The classical musicians want you to be like them. They want you to play an instrument in the school orchestra, basically marking you for death, and they want you to listen to nice pretty records of nice classical music, just like the kind they play for a living. They do not want you to be like the other kids, the kids with their tapes of Guns n’ Roses and Morrisey, Madonna and Depeche Mode: that kind of music is garbage, they will say.

So you grow up a little warped, a little lustful for the things you’ve never had: cable TV, sugared cereal, video games.
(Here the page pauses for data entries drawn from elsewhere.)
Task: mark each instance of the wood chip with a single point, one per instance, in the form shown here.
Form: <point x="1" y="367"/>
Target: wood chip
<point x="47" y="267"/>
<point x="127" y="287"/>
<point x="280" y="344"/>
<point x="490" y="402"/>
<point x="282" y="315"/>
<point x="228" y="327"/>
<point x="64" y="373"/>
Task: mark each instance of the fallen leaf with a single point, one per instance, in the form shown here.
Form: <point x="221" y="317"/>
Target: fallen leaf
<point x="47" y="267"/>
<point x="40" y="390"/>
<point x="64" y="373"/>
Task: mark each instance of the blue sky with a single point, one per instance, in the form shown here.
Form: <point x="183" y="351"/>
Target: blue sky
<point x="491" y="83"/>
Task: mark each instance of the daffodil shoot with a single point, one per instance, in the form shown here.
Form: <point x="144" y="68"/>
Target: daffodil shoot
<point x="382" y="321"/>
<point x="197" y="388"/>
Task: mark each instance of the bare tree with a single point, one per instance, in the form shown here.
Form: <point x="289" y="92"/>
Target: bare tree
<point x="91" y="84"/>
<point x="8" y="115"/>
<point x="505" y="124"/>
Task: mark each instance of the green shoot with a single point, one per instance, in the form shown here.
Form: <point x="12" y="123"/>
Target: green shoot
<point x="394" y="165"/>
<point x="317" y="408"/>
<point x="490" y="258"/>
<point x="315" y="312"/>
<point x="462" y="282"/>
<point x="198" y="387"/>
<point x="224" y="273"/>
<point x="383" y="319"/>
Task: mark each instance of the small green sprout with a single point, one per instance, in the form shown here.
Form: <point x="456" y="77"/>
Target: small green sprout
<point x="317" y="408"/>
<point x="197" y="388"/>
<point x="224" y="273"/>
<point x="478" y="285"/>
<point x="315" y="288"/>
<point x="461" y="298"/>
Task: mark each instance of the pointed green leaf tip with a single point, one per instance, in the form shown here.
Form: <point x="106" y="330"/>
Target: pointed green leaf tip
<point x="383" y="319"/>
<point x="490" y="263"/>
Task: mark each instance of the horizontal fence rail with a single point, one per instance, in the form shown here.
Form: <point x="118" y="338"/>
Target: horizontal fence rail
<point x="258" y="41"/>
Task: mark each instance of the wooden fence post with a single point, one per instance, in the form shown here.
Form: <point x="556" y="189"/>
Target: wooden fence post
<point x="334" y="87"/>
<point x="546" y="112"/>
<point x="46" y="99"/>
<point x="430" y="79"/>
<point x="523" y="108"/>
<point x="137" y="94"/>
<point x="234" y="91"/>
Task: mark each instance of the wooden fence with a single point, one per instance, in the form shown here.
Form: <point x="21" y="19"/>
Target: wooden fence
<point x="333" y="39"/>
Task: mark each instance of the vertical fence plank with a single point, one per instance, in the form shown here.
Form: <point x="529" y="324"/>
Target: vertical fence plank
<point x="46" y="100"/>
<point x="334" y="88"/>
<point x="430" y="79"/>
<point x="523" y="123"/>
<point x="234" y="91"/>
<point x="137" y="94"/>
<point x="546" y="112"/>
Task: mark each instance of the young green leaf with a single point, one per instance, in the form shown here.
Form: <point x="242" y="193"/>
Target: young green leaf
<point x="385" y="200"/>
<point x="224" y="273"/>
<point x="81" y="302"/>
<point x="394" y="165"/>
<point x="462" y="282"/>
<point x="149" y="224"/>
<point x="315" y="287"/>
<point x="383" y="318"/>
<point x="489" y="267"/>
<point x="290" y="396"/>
When you are at one of your many babysitting jobs, you drink in MTV and try to grab as much pop culture knowledge from that short encounter as you can, after the kids are asleep but before you are whisked away again, back to the land where your cello sits in the corner and your parents and grandparents and aunts and uncles have painted that corner in expectation.

But then, while lying on a hillside overlooking an outdoor amphitheater where your parents are playing their annual Fourth of July concert, you accidentally discover the most beautiful piece of music ever written. And to your horror, it is a piece of classical music.

It is a song filled with anticipation. You’ve heard it every year since you were too young to listen, and you know the song means the concert is almost over; that when it ends, the fireworks will go off and you will fold up the blanket and clean up the trash from Kentucky Fried Chicken and meet your parents at the stage door to drive back to your bedroom where you can turn up the radio and try to forget your lineage of pain. Thus, the song starts off as an ending. But soon you realize that the song itself begins something of its own, something that you now, years later, listen to just as loud as you listen to your garbage rock n’ roll: the song is the “1812 Overture,” by Piotr Ilyich Tchaikovsky.

It starts, just strings, so quietly you can barely hear. Strokes of nobility, of pride, and then, little by little, the other instruments awaken. The cellos take the lead in a minor key, tension mounting, the violins echoing, and then it is the French horns, booming a warning out over what you now know is a battlefield about to combust, and it does, with a cymbal crash and a bass line with the morbid drone of hell. Then the vision of the piece widens, and we take in an entire country: mountains and farmland and into the home of the common man, the man whose life this war is going to tear apart, the tango he dances around the fire, the beautiful maiden he kisses as he goes off to battle, and all seems quite lost as the strings escalate once again and are joined by an angry timpaniŠ

And then: a quiet horn. And you know that everything is going to end, right now, right at this moment the fate of the free world hangs in the balance of a fragile trumpet, and then the cannons begin and the battle has ended and we watch — as the entire orchestra arpeggios down for what seems an eternity — the final flag break loose from its staff and rise on the wind and then fall to the bloody ground where, yes! Our common man has prevailed! And the celebration can begin, and it does, with church bells and cymbal crashes and a marching beat of victorious soldiers entering the town to the peals of joyous cannons, cannons that this time announce all is well! Our men have come home! And the end of the piece takes forever, no one wanting to give up and play that last note, the bells and the brass holding, holding, as the strings find one more variant, and then it is over, done.

And you are left, spent, sweating, lying on the floor of your apartment with a pain in your shoulder from conducting just a little too vigorously during the last cannon part. But it was worth it. And now, of course, there are no fireworks, but you can still feel the breeze from that hillside and imagine that your parents are just yards away, packing up their instruments and jingling the car keys to say, let’s go home.